■『何が資産か。』(著・谷口正和 ライフデザインブックス新書)
2040年は、一人暮らし世帯が1994万世帯と全体の40%を占め、うち75歳以上が500万世帯。これからの時代、第二、第三の人生をそれまでの地位やプライドを取り払って過ごす知恵が必要となる。そのモチベーションは、他人とのコミュニケーションから生まれる。
世界の街角から最新の空気を感じ、近未来について、毎年のように著作を重ねる谷口氏が、自己投資を行うことで、「だれでもブランドを持ち、生きがいを見いだせる」という無形資産形成の重要性を説く。ノマドの暮らしを実践する若い世代はもとよりだが、組織で働いてきた中高年に向けたエールにもなっている。
何もしないは未来への準備
日本マイクロソフトが、毎週金曜日を休業日にし、会議は30分まで、オンラインのやりとりを奨励したところ、労働生産性が40%あがった。何もしないことを恐れず、従来にないことをゼロベースで考える「未来への準備」という時間を作るのだ。
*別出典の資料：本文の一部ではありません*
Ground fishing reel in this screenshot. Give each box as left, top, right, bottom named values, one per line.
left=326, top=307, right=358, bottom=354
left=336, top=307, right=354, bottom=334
見識を広めるために留学する若者が、中国では急増しているのに、詰め込み型の受験勉強に明け暮れる日本の若者は「自ら考え行動する力」が弱いままだ。自らがセミプロとして社会課題を解決する領域を持つことが、自己投資の基本となる。一度お会いしたお客様に二度、三度とお会いする魅力をどう作るか。顧客が価値を見失いかけていたら、一緒に価値を見つけ出す、そのコミュニケーション能力も大切になってくる。